Spekulasi yang berlebihan, ditandai dengan pembelian dan penjualan acak tanpa analisis sebelumnya, disamakan dengan perjudian (Maysir dalam bahasa Arab), praktik yang sangat dilarang dalam Islam. Berdagang tanpa dasar analitis, hanya dengan berharap “mendapatkan keberuntungan”, mengubah investasi di bursa menjadi haram. Seorang investor muslim harus mendalami pengetahuan bursa, menganalisis data keuangan dan mengevaluasi risiko sebelum melakukan transaksi.
Forex dan trading mata uang: syarat halal
Pasar valuta asing (Forex atau FX) bisa halal atau haram tergantung pada syarat pelaksanaannya. Agar trading mata uang tetap sah, kedua mata uang harus diperdagangkan secara simultan dan segera, tanpa penundaan pengiriman. Pertukaran simultan ini menjamin bahwa tidak ada riba yang terlibat dalam transaksi.
Namun, jika transaksi melibatkan keterlambatan penyelesaian atau jika bunga diterapkan dalam hal penundaan posisi, transaksi tersebut secara otomatis menjadi haram. Trader muslim harus memeriksa dengan pialang mereka bahwa syarat Forex mematuhi persyaratan Syariah ini.
Perdagangan komoditas dan logam mulia
Membeli dan menjual emas, perak, atau komoditas lainnya dapat halal di bursa, asalkan transaksi mematuhi norma-norma Islam. Pertukaran harus dilakukan dengan pengiriman segera (spot), tanpa penjualan barang yang tidak dimiliki.
Jika seorang trader menjual sejumlah emas yang tidak dimilikinya secara fisik dengan harapan membelinya lebih murah di kemudian hari (praktik yang dikenal sebagai “short selling”), operasi ini menjadi haram karena melanggar prinsip-prinsip Syariah. Demikian pula, penundaan pengiriman yang tidak terkendali memperkenalkan risiko riba terselubung.

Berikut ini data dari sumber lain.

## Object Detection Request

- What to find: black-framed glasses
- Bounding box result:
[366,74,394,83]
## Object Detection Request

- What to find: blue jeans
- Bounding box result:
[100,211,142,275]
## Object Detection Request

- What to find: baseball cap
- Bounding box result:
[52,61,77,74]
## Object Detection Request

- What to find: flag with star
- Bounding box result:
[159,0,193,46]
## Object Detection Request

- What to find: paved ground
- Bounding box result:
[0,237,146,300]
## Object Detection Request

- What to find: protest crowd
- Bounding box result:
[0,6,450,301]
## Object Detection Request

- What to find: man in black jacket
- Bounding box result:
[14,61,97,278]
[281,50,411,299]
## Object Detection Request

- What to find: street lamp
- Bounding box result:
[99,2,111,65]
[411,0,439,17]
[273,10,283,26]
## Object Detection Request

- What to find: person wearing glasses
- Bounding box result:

Reksa dana dan CFD: harus berhati-hati
Reksa dana dapat halal jika mereka mematuhi secara ketat kontrol Syariah dan berinvestasi hanya dalam aset dan sektor yang diperbolehkan. Namun, banyak dana mengintegrasikan komponen riba atau mendiversifikasi portofolio mereka ke sektor terlarang (alkohol, judi, dll.), yang menjadikannya secara otomatis haram.

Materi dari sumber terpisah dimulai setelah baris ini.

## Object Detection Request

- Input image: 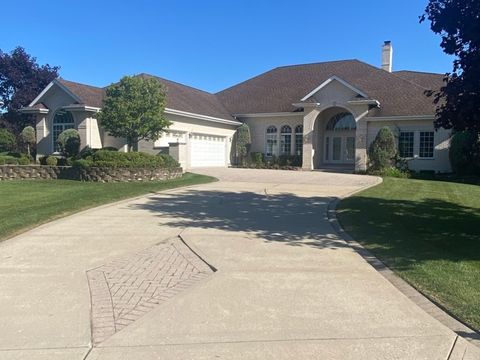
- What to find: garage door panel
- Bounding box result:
[190,135,226,167]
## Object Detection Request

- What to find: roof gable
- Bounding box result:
[27,79,80,108]
[300,75,368,101]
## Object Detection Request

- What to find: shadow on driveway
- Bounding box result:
[131,190,348,249]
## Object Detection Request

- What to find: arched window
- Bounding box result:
[52,110,75,152]
[265,126,278,156]
[295,125,303,156]
[280,125,292,155]
[327,112,357,131]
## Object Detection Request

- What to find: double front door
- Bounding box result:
[323,131,355,164]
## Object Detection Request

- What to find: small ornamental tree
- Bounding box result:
[368,127,397,171]
[0,46,59,132]
[235,123,252,165]
[449,131,480,175]
[98,76,171,151]
[57,129,80,158]
[20,126,37,156]
[0,129,17,152]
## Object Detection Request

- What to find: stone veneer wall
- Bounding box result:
[0,165,183,182]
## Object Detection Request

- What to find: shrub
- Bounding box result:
[368,127,396,170]
[367,166,411,179]
[73,150,180,169]
[0,129,17,152]
[449,131,480,175]
[38,155,48,165]
[157,154,180,169]
[250,152,265,169]
[58,129,80,157]
[18,154,33,165]
[278,155,302,167]
[235,123,251,165]
[72,159,93,169]
[45,156,58,166]
[0,155,18,165]
[77,146,98,159]
[20,126,37,156]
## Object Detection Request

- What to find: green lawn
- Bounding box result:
[338,178,480,330]
[0,173,215,241]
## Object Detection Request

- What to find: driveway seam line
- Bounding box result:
[95,334,447,349]
[327,181,480,348]
[178,234,218,273]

Kontrak untuk perbedaan (CFD) merupakan kategori yang sangat bermasalah bagi investor muslim. Instrumen derivatif ini jarang melibatkan pengiriman aset yang nyata, biasanya mencakup biaya bunga, dan mendorong spekulasi yang berlebihan. Sebagian besar ulama Islam menganggap CFD sebagai haram, karena sifatnya yang sangat spekulatif dan berbasis riba.
Tips praktis untuk menavigasi bursa halal
Untuk berinvestasi di bursa dengan mematuhi iman Anda, adopsi pendekatan yang metodis. Mulailah dengan menganalisis sektor ekonomi setiap perusahaan. Utamakan reksa dana yang disertifikasi halal oleh para ahli Syariah yang diakui. Tetap waspada terhadap syarat trading yang ditawarkan oleh pialang Anda, terutama tidak adanya bunga pada posisi terbuka.

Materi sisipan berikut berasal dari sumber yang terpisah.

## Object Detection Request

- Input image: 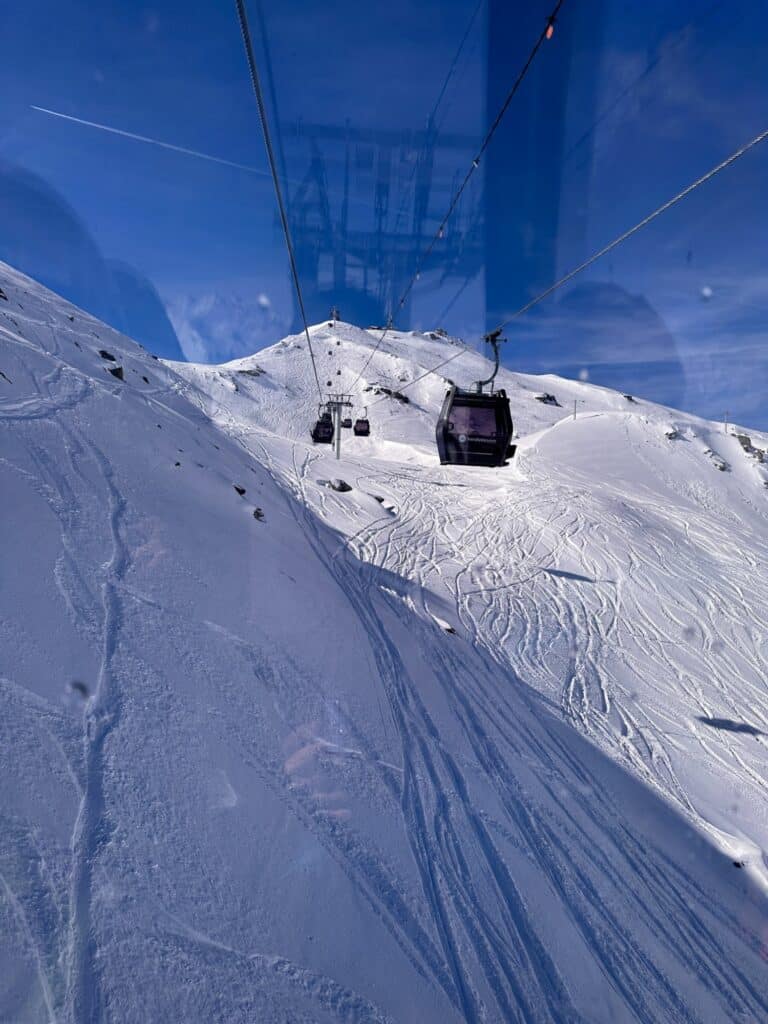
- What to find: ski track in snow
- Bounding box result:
[0,266,768,1024]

Sebelum melakukan komitmen signifikan, konsultasikan dengan seorang ulama atau ahli keuangan Islam untuk memastikan bahwa transaksi Anda sepenuhnya mematuhi prinsip-prinsip Syariah. Investasi dalam nasihat ini akan mencegah Anda mengubah aktivitas bursa Anda menjadi transaksi haram karena ketidaktahuan.
Bursa tidak secara inheren haram: ia hanya membutuhkan ketelitian, pengetahuan, dan kepatuhan yang ketat terhadap aturan keuangan Islam.